At dinner , conversation was not lacking . We talked about school, our upcoming vacation, and we talked about why it was sometimes important to wear something other than slick pants. We finished eating and we had a little time to kill, so we sat at Panda making up stories about the people that were eating, and played a riveting game of eye spy.

After dinner we went downtown to the Pikes Peak Center to see the acapella group Home Free. Something you should know about Conner is that he loves to sing, like his mama. We had recently gone to a John Denver tribute in Estes Park and he was less than impressed. He spent the whole concert asking when we could go home. ( #nothiscupatea#).  His favorite group is Pentatonix, but we have not been able to catch them close enough to Colorado Springs to be able to see them. Our extended family saw them at the Iowa State Fair the day before school started here, and Conner was so upset that we couldn’t go with them. Such is life, right! So Home Free is a little more country, but I took a chance that he would like them. He not only liked them, he LOVED them! They put on a fabulous and engaging show. Their music was incredible! At one part of the concert, the beat boxer did a solo performance and we were amazed at how many sounds he could make with just his mouth! We clapped, we shouted, and we sang. A lot. And loud! At one point Conner’s voice was cracking! They were amazing! At the end of the concert, Home Free announced that they were going to be doing autographs. Conner looked at me and said,” Mom, can we stay for this?”To tell the truth, I said yes, because I didn’t want the evening to end! 

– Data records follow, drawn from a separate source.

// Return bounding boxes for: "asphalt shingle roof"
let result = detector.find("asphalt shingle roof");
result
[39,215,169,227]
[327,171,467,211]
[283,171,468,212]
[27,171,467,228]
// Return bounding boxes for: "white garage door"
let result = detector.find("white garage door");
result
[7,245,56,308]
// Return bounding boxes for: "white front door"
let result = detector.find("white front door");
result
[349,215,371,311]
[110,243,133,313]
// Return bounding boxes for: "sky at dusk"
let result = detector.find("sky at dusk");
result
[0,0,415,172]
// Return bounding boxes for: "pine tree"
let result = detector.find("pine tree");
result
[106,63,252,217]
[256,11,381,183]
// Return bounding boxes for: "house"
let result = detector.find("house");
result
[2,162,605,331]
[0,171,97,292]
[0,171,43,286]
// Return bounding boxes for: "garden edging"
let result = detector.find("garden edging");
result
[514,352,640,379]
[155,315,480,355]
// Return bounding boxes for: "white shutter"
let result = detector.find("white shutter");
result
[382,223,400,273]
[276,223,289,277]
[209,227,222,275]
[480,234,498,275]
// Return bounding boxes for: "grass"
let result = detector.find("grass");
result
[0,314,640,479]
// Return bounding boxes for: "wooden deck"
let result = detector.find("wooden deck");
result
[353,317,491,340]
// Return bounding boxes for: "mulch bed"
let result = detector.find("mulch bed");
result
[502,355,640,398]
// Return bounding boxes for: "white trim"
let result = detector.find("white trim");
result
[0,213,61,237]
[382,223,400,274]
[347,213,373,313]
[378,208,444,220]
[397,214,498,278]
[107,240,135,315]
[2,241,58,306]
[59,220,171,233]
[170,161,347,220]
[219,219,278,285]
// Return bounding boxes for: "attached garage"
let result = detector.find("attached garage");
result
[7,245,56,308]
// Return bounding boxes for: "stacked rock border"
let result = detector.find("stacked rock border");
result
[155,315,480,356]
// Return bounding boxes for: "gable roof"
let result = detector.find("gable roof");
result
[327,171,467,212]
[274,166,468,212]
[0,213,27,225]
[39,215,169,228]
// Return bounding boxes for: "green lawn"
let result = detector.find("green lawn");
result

To finish off our evening, we went to Josh and Johns, an ice cream shop in the downtown area. As we walked from our car to the shop, Conner held my hand 🙂 He got chocolate with sprinkles, and I got a peach smoothie, and then we shared. We listened all the way home to the CD we had bought at the concert, with the windows down, singing st the top of our lungs.

When we got home, his sweet dad had washed all the bedding and drawn a bath and had candles waiting for me. Yet another small act of love that Conner can learn from. Conner fell asleep on the floor of our bedroom! 

Do you have dates with your kids? Moms with your boys, dads with your girls? One on one. They don’t have to be anything as elaborate as last night, but be intentional.   Put them on your calendar and block off that time. Call them dates. Let your kids feel special.  Give them your full attention. No phones, no interruptions. And over time, teach them about how they should treat the people they date, and what to expect from that person. Most importantly, create memories!

#thelifeinaday# #datenight# #makingmemories#

 

The Power of Love

The power of love is really amazing. I see it in my own family and in the world around us. We all react better when we are faced with something in love rather than anger, blame or hatred. Criticism seems kinder and easier to take in, problems seem smaller and more surmountable.  I have had several moments this week to witness the power of love and how it changes the situation, and how it changes people.

How to Handle the Bully

Usually, when I pick Conner up in the car line he is chatty and excited to share his day with me. Yesterday was different. He was quiet and reserved. In a nutshell, he said that another child said something mean to him in front of several other kids. He was embarrassed and his feelings were hurt. We had similar issues with this same child at the end of the year last year. My initial reaction was anger. I wanted to call the teacher. Have a conference with the other boys parents. I wanted him to be in trouble. But how does that help Conner? It doesn’t.  Instead, I decided to help my son learn about the power of love. We discussed that often people demean others because they are missing something in their own lives like confidence, kindness or love. I reminded Conner how proud we are that he treats other kids with kindness and respect. Then we talked about how he could handle a similar situation in the future. Lastly, I challenged Conner to say one kind thing to the other child every day for 30 days, knowing that this may change the other boys heart, but as importantly, it will change my son’s.

The New Concept of Love

We have friends who were unable to have kids on their own.  After many years of prayer, they have decided to adopt a 13 year old girl from the foster system. Her story before included family in drugs, abuse and her caring for her siblings as a young child. Everything she has known has been survival. Now, she has parents taking an interest in her and being a part of her life. They are providing her an opportunity to do things she has never done before like swimming and hiking. When there are issues  they sit down and talk about it. She now has parents who are loving her unconditionally, every minute of every day. They see the beauty and potential hidden beneath her surface. They know that love will be they key to the lock that is holding her hostage. And she is responding. Apologizing when she was short with her mom, and thanking her for talking things out instead of screaming at her. She is trying new things, even when it might be uncomfortable.  There is power in love.

In a world that is troubled, and often disappoints, I know that how we act and react speaks to the core of our character. As we move forward at my house, we will continue to believe that love has power. That love always wins. And that love starts with the man in the mirror.  Love is in action not words. It is not until we change ourselves, that love is able to change the world.